Total Carbs vs. Net Carbs for Staying in Ketosis

There’s genuine disagreement within the keto community about whether tracking net carbs or total carbs is more reliable for maintaining ketosis. The 20-gram target that strict keto protocols use originally referred to total carbs, not net. As the diet became more popular, net carb counting became the norm because it allows more vegetables, nuts, and berries without blowing the daily limit.

For most people, tracking net carbs works well and keeps ketosis stable. But if you’re eating a lot of packaged “keto” products loaded with sugar alcohols and specialty fibers, the math gets less reliable.

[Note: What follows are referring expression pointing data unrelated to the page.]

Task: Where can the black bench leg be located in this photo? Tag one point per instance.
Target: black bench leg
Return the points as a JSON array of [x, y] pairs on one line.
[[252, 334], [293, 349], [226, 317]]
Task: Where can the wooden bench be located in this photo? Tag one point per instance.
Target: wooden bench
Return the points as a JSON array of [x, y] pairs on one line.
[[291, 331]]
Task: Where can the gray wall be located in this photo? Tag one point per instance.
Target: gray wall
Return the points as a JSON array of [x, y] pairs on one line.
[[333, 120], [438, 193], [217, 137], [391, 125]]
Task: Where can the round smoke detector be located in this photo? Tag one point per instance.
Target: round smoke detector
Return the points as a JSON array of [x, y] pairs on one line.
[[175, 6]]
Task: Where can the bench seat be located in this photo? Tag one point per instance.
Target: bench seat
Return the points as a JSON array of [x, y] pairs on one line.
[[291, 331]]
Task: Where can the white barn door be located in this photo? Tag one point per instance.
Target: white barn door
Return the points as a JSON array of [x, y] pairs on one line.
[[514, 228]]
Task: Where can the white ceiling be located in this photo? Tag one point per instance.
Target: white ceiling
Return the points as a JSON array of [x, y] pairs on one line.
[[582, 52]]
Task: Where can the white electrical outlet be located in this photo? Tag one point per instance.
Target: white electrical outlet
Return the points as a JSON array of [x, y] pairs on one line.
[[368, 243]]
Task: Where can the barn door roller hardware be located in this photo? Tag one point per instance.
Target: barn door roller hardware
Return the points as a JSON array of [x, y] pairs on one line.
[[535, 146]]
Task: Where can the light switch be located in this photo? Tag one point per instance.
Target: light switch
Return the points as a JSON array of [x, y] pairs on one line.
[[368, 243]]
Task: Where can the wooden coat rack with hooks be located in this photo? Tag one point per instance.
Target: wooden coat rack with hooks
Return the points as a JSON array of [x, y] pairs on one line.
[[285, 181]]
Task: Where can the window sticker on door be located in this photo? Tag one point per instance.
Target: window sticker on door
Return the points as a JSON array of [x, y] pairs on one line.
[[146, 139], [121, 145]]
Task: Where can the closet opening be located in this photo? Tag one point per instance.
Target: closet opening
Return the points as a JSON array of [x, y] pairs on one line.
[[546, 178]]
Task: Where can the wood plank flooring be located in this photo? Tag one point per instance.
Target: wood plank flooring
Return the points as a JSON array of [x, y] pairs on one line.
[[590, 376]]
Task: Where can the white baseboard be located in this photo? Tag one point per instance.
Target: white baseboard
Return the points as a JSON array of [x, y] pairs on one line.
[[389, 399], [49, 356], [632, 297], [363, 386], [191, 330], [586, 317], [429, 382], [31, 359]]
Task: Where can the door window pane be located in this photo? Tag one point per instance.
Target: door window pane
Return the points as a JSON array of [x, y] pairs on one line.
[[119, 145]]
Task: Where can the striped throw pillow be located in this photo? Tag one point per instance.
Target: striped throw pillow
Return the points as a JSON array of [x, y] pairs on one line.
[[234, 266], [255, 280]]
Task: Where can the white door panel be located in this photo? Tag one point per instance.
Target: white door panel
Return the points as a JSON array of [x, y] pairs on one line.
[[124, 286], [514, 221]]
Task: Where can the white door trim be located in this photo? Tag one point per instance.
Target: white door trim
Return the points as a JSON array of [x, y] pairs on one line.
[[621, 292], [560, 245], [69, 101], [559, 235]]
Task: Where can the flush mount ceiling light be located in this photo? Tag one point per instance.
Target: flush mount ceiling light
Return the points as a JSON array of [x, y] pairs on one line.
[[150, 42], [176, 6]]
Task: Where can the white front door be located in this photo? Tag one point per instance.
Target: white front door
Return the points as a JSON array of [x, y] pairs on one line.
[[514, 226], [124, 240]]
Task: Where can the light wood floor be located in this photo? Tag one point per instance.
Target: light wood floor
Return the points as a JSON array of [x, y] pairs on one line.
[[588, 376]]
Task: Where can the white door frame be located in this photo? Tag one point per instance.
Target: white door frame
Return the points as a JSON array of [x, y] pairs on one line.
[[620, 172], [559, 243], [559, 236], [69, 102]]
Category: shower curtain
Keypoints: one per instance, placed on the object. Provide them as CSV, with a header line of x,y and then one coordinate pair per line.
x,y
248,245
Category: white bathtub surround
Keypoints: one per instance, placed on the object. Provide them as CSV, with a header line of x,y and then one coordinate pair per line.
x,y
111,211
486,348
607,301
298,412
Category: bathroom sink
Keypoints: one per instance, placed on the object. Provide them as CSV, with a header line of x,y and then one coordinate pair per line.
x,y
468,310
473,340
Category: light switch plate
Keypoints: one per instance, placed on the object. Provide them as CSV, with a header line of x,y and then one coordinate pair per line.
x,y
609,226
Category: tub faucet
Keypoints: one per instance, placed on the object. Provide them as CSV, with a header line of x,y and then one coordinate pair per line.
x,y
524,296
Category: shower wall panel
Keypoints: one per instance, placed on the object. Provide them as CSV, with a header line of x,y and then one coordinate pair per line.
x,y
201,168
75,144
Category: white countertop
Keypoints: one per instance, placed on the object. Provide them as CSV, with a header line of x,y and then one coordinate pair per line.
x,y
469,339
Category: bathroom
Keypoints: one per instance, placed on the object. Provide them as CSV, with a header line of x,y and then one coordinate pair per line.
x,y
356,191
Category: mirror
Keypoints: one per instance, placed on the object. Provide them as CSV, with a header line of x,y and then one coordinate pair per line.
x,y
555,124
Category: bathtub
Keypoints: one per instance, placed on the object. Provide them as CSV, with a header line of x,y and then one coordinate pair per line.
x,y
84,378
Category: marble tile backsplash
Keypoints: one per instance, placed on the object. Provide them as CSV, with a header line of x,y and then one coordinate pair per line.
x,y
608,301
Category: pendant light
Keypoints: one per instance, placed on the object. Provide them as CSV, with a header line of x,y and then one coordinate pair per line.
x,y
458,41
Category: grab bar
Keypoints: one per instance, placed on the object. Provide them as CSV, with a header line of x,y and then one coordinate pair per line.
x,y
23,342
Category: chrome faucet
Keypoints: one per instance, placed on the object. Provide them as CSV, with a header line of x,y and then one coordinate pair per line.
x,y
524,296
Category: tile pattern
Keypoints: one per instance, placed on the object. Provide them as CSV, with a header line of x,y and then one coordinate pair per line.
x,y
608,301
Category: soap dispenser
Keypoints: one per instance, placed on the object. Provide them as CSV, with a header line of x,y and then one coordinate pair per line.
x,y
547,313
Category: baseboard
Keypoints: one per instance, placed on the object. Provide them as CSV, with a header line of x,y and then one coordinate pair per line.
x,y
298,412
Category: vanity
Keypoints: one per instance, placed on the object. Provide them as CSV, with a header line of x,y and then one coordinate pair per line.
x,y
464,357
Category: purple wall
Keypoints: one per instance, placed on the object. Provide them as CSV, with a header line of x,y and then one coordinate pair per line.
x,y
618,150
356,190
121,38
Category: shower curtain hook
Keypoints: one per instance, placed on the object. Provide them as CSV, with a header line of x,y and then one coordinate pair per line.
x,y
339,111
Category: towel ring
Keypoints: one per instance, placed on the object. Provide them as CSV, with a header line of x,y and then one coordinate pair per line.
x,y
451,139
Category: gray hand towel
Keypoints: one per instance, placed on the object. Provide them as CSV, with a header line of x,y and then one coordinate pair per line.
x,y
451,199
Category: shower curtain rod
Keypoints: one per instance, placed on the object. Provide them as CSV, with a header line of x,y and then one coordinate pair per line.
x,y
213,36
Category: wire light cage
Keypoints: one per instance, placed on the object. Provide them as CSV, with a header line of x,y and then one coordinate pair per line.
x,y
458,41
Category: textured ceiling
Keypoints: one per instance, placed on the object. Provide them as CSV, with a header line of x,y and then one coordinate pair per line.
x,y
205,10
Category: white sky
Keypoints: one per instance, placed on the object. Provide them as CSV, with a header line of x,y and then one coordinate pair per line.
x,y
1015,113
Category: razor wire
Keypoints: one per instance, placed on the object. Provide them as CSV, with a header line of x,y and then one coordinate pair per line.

Some of those subtracted carbs are still partially digested and can nudge blood sugar up enough to slow ketone production. If you’re stalled or struggling to stay in ketosis despite keeping net carbs low, the sugar alcohols and processed fiber in packaged foods are the first place to look.

A practical middle ground: track net carbs for whole foods (vegetables, nuts, seeds, berries) where the fiber subtraction is well-established, and be more conservative with processed keto products by halving sugar alcohols rather than fully subtracting them. If a product’s net carb claim seems too good to be true for something that tastes like a brownie, it probably is.